NowEvenBetter · 29/11/2021 14:31

(Obviously the woman had no business rifling through your stuff and they are all acting like dicks, but that’s because of your boyfriend, and he’s barely got a mention)

candlelightsatdawn · 29/11/2021 14:45

@NowEvenBetter actually your spot on here. The OPs partner is a problem here if he's enabling the 20 to think it's ok to behave this way.

Depends on if he's actively protecting or if there's external influences stirring the pot with the kids(family, ex wife etc). That said kids can be able to have these reactions completely on their own.

I'm generally a bit more sympathetic to the younger ones because in all likelihood they may come around and they are at the fun age of bodies changing, hormones ect

However it is down to DP to be kind to SC but protective of OP because IVF is gruelling. I wouldn't wish the process on anyone and this stuff shouldn't be at OPs door.

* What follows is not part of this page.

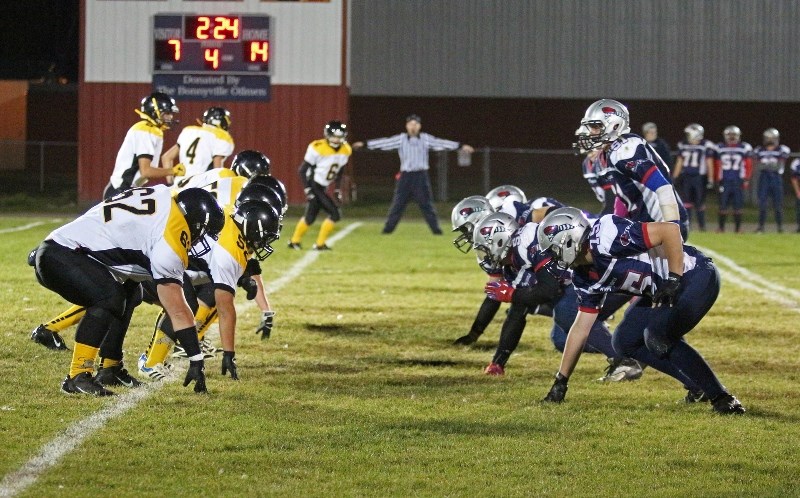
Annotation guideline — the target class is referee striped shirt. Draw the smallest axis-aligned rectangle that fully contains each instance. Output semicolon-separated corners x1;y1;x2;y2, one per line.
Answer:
367;133;461;172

SpaceshiptoMars · 29/11/2021 22:07

Amazon threw me a DVD suggestion - Mirai. Japanese anime fantasy about a 4yr old not wanting their new sibling. PG. On prime video. Might be useful.

"Nominated for Best Animated Feature Film at the 2019 Oscars, Mirai is the latest film directed by Mamoru Hosoda (The Girl Who Leapt Through Time, Summer Wars, The Boy and the Beast)

www.amazon.co.uk/Mirai-Rebecca-Hall/dp/B07SJV3DF4?tag=mumsnetforu03-21

The birth of a sibling is a joyous time for many, but not for Kun. Four years old and spoilt rotten, he sees the arrival of baby sister Mirai as competition for his parents' love. That is, until magical encounters with an older Mirai and family past, present and future send the siblings on an intimate journey through time and space, to confront Kun's uncertain feelings and prepare him to become the big brother he needs to be."

RyvitaThyme · 29/11/2021 23:24

@lunar1

They aren't brats, or selfish. They are children who have been through a lot and are struggling to get their head around more changes.

All that will help is time and actually seeing for themselves that they won't be displaced.